Domains - Monod

Next: Protein Construction and Properties, Up: Proteins

3.2.1 Domains

In the Incubator layer of the design stack, processing units can be arbitrary programs. In the next layer, the Cytoplasm layer, processing units are called 'proteins' and they are not arbitrary programs. Rather, they are created out of smaller building blocks, called abstract domains, or just domains, for short. These building blocks are connected to one another in precise ways to form proteins.

Domains come in different flavors. Each different flavor of domain has a specific use. No single flavor of domain does much on its own. Their power comes through the combinations that they can appear in. Here is a list of the different domain flavors, along with a word about their use.

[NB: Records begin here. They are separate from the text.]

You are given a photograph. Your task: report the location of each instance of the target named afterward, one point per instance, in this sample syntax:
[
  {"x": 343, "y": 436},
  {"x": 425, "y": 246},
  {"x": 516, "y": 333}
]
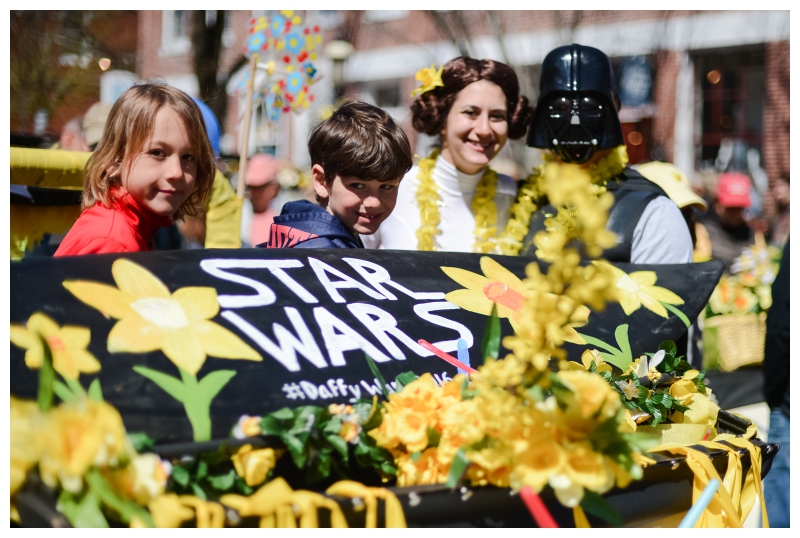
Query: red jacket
[{"x": 125, "y": 227}]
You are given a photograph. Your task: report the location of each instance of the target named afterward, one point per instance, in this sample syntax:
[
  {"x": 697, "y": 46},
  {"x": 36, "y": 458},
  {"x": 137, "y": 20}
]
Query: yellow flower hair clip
[{"x": 430, "y": 78}]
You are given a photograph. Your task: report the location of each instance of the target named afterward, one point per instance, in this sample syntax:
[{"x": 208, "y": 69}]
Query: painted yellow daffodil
[
  {"x": 503, "y": 288},
  {"x": 637, "y": 289},
  {"x": 150, "y": 318},
  {"x": 67, "y": 345},
  {"x": 430, "y": 78}
]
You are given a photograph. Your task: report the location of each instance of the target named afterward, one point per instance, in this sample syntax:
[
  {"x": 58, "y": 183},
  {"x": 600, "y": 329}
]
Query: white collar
[{"x": 453, "y": 181}]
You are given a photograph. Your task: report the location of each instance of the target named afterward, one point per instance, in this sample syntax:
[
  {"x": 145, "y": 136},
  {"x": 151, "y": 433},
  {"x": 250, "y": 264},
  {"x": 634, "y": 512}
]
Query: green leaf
[
  {"x": 297, "y": 449},
  {"x": 678, "y": 313},
  {"x": 433, "y": 437},
  {"x": 180, "y": 475},
  {"x": 63, "y": 392},
  {"x": 210, "y": 385},
  {"x": 242, "y": 486},
  {"x": 47, "y": 376},
  {"x": 490, "y": 347},
  {"x": 591, "y": 340},
  {"x": 202, "y": 470},
  {"x": 669, "y": 347},
  {"x": 597, "y": 506},
  {"x": 457, "y": 469},
  {"x": 377, "y": 373},
  {"x": 171, "y": 385},
  {"x": 141, "y": 441},
  {"x": 198, "y": 492},
  {"x": 339, "y": 444},
  {"x": 82, "y": 512},
  {"x": 95, "y": 392},
  {"x": 621, "y": 334},
  {"x": 223, "y": 482}
]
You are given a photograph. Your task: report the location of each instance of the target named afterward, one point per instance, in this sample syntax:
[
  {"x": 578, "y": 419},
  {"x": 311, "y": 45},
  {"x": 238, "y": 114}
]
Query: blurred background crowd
[{"x": 705, "y": 90}]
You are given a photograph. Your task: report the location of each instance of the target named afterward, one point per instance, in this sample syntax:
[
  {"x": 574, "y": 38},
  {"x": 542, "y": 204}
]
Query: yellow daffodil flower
[
  {"x": 255, "y": 465},
  {"x": 26, "y": 439},
  {"x": 430, "y": 78},
  {"x": 637, "y": 289},
  {"x": 67, "y": 345},
  {"x": 503, "y": 288},
  {"x": 169, "y": 512},
  {"x": 150, "y": 318},
  {"x": 78, "y": 436}
]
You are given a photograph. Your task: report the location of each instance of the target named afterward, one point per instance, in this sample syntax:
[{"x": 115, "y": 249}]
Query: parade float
[
  {"x": 347, "y": 388},
  {"x": 358, "y": 388}
]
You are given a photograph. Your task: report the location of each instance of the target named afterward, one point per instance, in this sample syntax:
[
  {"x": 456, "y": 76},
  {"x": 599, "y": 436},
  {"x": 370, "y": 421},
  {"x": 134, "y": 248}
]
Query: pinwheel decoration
[{"x": 286, "y": 49}]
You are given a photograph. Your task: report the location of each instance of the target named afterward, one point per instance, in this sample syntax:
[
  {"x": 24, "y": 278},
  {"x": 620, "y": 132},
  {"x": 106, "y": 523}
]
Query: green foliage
[
  {"x": 596, "y": 505},
  {"x": 490, "y": 346},
  {"x": 141, "y": 441},
  {"x": 620, "y": 357},
  {"x": 457, "y": 469}
]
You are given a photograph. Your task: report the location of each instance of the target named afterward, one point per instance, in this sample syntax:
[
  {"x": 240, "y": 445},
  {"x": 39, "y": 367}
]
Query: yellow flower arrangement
[
  {"x": 430, "y": 78},
  {"x": 67, "y": 345},
  {"x": 255, "y": 465},
  {"x": 152, "y": 318},
  {"x": 483, "y": 207}
]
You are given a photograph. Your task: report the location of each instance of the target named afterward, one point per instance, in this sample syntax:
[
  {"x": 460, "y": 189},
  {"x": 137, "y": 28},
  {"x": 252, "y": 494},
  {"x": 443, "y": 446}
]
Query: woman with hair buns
[{"x": 452, "y": 200}]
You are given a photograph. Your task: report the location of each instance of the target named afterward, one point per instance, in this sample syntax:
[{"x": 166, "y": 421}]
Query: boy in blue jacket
[{"x": 358, "y": 156}]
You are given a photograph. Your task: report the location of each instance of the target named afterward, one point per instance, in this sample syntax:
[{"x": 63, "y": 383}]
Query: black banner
[{"x": 309, "y": 315}]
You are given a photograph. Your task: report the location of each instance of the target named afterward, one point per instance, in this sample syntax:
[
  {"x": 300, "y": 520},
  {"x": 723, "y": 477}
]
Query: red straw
[
  {"x": 442, "y": 355},
  {"x": 537, "y": 509}
]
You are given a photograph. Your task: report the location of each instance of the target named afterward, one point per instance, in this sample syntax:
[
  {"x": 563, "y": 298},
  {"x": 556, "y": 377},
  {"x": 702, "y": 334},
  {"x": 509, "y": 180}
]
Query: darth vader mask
[{"x": 575, "y": 113}]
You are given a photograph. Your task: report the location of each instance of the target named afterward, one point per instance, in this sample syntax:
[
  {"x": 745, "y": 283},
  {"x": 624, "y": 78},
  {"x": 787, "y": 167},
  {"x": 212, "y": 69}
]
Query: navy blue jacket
[{"x": 303, "y": 224}]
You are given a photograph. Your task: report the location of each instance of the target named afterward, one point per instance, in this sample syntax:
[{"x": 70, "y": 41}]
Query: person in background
[
  {"x": 262, "y": 188},
  {"x": 776, "y": 391},
  {"x": 778, "y": 230},
  {"x": 93, "y": 123},
  {"x": 727, "y": 228},
  {"x": 679, "y": 189},
  {"x": 72, "y": 137}
]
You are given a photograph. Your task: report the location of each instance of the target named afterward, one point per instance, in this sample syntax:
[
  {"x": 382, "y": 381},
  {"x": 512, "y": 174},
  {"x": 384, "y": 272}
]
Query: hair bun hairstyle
[{"x": 430, "y": 110}]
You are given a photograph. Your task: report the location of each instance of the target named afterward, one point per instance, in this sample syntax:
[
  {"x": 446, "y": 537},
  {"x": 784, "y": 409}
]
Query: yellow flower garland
[{"x": 485, "y": 209}]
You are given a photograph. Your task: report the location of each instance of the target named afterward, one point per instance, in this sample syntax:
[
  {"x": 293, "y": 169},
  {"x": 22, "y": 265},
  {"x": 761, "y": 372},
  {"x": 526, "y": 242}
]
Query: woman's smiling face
[{"x": 476, "y": 128}]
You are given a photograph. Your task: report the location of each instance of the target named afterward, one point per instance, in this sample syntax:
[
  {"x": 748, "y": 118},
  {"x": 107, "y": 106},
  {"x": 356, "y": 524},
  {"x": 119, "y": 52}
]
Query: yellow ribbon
[{"x": 394, "y": 511}]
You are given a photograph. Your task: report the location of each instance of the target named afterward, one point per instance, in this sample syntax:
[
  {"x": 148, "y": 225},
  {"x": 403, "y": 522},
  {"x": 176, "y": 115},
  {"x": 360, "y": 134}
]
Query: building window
[
  {"x": 730, "y": 97},
  {"x": 174, "y": 33}
]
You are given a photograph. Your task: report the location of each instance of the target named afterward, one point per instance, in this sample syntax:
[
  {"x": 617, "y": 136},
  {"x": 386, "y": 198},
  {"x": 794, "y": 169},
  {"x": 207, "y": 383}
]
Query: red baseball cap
[{"x": 733, "y": 190}]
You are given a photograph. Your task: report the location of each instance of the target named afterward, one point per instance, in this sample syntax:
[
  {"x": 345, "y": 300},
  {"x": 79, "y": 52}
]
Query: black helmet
[{"x": 576, "y": 111}]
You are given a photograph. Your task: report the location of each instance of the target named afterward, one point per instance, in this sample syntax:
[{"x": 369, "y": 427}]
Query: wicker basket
[{"x": 739, "y": 339}]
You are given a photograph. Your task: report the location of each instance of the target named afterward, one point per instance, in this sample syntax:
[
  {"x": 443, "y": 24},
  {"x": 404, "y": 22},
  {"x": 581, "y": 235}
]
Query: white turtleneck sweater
[{"x": 456, "y": 190}]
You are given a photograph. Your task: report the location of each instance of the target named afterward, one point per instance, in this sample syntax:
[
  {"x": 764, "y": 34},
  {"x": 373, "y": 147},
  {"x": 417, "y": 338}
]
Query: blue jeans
[{"x": 776, "y": 485}]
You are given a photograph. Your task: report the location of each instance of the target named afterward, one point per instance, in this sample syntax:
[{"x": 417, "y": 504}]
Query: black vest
[{"x": 632, "y": 192}]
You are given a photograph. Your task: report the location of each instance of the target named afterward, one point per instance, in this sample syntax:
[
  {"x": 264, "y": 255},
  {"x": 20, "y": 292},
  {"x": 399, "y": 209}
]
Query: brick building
[{"x": 691, "y": 81}]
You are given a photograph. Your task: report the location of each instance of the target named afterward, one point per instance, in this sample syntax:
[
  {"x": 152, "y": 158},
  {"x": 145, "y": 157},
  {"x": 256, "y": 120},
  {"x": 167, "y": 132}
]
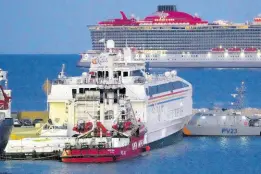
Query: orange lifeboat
[
  {"x": 83, "y": 127},
  {"x": 122, "y": 126}
]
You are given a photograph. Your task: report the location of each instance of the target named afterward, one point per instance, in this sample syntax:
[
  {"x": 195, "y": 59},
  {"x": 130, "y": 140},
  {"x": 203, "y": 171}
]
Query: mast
[{"x": 239, "y": 97}]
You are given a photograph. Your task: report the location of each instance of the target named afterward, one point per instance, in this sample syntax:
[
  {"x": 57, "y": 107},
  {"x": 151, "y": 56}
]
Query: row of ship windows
[
  {"x": 152, "y": 90},
  {"x": 180, "y": 30},
  {"x": 174, "y": 33},
  {"x": 256, "y": 38},
  {"x": 188, "y": 42}
]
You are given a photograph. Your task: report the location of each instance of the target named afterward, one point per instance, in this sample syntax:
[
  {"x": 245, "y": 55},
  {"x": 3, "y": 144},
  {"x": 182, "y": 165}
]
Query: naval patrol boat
[{"x": 225, "y": 122}]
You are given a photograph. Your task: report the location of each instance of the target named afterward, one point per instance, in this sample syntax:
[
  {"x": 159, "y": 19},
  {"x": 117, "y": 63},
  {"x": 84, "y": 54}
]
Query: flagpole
[{"x": 47, "y": 92}]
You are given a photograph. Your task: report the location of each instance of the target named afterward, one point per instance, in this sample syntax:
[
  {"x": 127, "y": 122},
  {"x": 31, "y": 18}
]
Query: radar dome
[
  {"x": 167, "y": 74},
  {"x": 173, "y": 73},
  {"x": 110, "y": 44}
]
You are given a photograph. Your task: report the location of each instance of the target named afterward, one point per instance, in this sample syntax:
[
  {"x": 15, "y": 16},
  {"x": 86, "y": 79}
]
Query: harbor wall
[{"x": 32, "y": 115}]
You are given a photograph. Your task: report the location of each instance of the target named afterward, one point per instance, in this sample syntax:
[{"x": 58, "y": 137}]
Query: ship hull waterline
[{"x": 195, "y": 64}]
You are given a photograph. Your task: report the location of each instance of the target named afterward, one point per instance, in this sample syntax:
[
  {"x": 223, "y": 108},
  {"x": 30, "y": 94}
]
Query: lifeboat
[
  {"x": 218, "y": 50},
  {"x": 122, "y": 126},
  {"x": 98, "y": 150},
  {"x": 250, "y": 50},
  {"x": 83, "y": 127}
]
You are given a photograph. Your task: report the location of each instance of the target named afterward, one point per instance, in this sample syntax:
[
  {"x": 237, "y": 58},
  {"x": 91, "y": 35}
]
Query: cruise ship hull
[
  {"x": 5, "y": 131},
  {"x": 195, "y": 64}
]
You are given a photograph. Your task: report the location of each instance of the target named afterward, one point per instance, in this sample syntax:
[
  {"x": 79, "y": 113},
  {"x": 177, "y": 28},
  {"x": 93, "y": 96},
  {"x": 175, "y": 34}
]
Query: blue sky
[{"x": 59, "y": 26}]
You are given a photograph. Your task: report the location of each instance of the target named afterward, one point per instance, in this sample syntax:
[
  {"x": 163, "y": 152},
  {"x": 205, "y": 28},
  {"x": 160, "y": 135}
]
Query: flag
[
  {"x": 2, "y": 75},
  {"x": 47, "y": 86},
  {"x": 102, "y": 40}
]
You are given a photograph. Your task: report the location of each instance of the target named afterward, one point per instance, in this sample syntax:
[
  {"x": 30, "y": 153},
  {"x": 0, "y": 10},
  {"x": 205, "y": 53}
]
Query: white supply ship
[{"x": 162, "y": 102}]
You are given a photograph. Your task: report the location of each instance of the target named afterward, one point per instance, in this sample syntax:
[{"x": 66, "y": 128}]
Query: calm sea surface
[{"x": 27, "y": 74}]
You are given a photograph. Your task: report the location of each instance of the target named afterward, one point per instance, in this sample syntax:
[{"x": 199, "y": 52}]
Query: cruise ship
[
  {"x": 170, "y": 38},
  {"x": 162, "y": 102}
]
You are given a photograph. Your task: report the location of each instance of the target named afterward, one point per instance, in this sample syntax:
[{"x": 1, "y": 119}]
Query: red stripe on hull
[{"x": 167, "y": 94}]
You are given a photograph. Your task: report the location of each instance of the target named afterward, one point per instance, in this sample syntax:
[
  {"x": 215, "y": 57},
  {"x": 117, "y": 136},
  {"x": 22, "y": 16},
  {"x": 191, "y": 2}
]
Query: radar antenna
[{"x": 239, "y": 96}]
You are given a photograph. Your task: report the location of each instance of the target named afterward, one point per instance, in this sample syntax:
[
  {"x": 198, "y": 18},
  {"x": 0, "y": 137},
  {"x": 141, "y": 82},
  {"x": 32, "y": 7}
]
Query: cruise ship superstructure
[
  {"x": 169, "y": 38},
  {"x": 162, "y": 102}
]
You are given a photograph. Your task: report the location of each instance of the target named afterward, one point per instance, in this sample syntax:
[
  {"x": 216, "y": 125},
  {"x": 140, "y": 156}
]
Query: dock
[{"x": 43, "y": 148}]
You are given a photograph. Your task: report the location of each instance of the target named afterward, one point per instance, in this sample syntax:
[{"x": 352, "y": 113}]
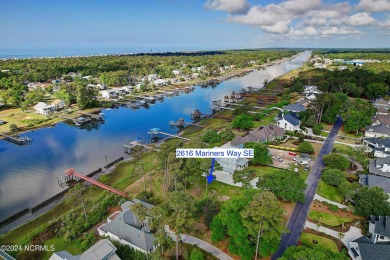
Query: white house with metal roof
[
  {"x": 44, "y": 109},
  {"x": 124, "y": 227},
  {"x": 101, "y": 250}
]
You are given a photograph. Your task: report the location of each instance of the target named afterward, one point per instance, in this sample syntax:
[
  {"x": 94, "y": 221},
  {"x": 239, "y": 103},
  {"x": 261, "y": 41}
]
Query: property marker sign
[{"x": 214, "y": 153}]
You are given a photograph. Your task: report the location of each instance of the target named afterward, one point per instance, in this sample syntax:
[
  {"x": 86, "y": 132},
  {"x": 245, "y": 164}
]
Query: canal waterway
[{"x": 28, "y": 174}]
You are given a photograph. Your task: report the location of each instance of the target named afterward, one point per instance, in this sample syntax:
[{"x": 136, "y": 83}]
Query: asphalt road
[{"x": 298, "y": 218}]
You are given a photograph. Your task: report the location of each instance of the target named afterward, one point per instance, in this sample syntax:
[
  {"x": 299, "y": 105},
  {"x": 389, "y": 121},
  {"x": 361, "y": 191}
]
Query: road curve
[{"x": 297, "y": 220}]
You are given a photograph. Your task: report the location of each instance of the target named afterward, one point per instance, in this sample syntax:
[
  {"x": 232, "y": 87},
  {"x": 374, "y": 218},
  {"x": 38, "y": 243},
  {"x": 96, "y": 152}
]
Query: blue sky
[{"x": 140, "y": 25}]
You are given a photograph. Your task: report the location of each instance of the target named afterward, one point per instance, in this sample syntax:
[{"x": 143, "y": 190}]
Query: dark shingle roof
[{"x": 127, "y": 227}]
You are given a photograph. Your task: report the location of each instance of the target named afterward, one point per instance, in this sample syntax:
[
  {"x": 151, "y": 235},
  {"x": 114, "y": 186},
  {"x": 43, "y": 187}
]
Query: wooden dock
[
  {"x": 19, "y": 140},
  {"x": 155, "y": 132},
  {"x": 181, "y": 123}
]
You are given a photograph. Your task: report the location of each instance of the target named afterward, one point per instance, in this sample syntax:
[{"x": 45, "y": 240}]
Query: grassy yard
[
  {"x": 328, "y": 219},
  {"x": 329, "y": 192},
  {"x": 307, "y": 240}
]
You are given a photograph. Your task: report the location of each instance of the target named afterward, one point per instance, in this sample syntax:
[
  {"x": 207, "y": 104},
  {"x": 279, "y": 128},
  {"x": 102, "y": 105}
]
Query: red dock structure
[{"x": 71, "y": 172}]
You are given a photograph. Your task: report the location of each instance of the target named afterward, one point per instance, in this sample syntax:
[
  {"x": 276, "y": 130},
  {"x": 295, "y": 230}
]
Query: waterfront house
[
  {"x": 109, "y": 93},
  {"x": 379, "y": 130},
  {"x": 297, "y": 107},
  {"x": 311, "y": 92},
  {"x": 102, "y": 250},
  {"x": 263, "y": 134},
  {"x": 229, "y": 165},
  {"x": 288, "y": 121},
  {"x": 380, "y": 167},
  {"x": 44, "y": 109},
  {"x": 58, "y": 104},
  {"x": 153, "y": 77},
  {"x": 160, "y": 82},
  {"x": 125, "y": 227},
  {"x": 128, "y": 89},
  {"x": 176, "y": 72}
]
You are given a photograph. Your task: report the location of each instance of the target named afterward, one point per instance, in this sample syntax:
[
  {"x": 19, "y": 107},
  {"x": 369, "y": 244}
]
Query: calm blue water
[{"x": 28, "y": 174}]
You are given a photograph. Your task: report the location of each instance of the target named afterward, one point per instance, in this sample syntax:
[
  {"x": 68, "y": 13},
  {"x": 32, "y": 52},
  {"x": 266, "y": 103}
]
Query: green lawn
[
  {"x": 329, "y": 192},
  {"x": 328, "y": 219},
  {"x": 307, "y": 239},
  {"x": 72, "y": 246},
  {"x": 262, "y": 170}
]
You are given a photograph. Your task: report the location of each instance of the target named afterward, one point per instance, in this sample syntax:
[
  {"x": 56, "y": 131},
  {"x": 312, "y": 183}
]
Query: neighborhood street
[{"x": 298, "y": 218}]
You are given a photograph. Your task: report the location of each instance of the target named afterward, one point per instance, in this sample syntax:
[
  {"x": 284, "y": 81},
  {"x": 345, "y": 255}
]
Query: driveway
[
  {"x": 187, "y": 239},
  {"x": 352, "y": 234}
]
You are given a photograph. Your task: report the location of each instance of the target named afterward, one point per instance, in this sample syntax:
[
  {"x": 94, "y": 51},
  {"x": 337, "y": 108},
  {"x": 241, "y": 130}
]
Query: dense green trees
[
  {"x": 286, "y": 185},
  {"x": 303, "y": 252},
  {"x": 333, "y": 177},
  {"x": 371, "y": 201},
  {"x": 336, "y": 161},
  {"x": 261, "y": 153},
  {"x": 240, "y": 220},
  {"x": 244, "y": 177},
  {"x": 357, "y": 114},
  {"x": 211, "y": 136},
  {"x": 263, "y": 217}
]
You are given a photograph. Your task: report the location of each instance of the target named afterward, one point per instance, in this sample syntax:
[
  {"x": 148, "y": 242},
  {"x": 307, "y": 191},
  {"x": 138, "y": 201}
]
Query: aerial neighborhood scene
[{"x": 195, "y": 129}]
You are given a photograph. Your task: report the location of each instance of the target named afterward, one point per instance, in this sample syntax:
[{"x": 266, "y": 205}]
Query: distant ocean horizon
[{"x": 69, "y": 52}]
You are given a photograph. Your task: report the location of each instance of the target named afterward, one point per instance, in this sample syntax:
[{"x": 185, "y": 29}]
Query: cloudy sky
[{"x": 140, "y": 25}]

Simple Ligand Binding Domain (SLBD) — this domain creates a ligand binding Incubator projection.
Ligand Binding Domain with Remapping (LBDR) — this is a more complex ligand binding domain, which exports two projections and allows the movement of chunks of ligand from one to the other. This is the domain to use to alter ligands.
Ligand Binding Domain with Extraction (LBDE) — like the LBDR above, except that the second projection never binds: it is only used to free a newly created ligand, extracted from the first one. Logical Integration Domain (LID) — this domain performs various logical operations on its input.
Boolean Multiplexor Domain (BMD) — a simple domain which is used for plumbing.
FIXME: Structural matching domains; slider domains; synthesis domains; explicit state keeper domain; arithmetic operation domains; etc.

(FIXME: also need pseudo-domains for static string and static matchers. Call them, by abuse, domains as well. Need to code before documentation.) (FIXME: Need the structural matching domains too.) Note that, at the moment, the domain flavor definitions are still subject to change. Defining the domains adequately is a matter of delicate balance between flexibility and rigidity: we need enough flexibility to create arbitrarily complex proteins and sets of proteins, but enough rigidity for an appreciable fraction of all possible proteins to be somehow “useful”.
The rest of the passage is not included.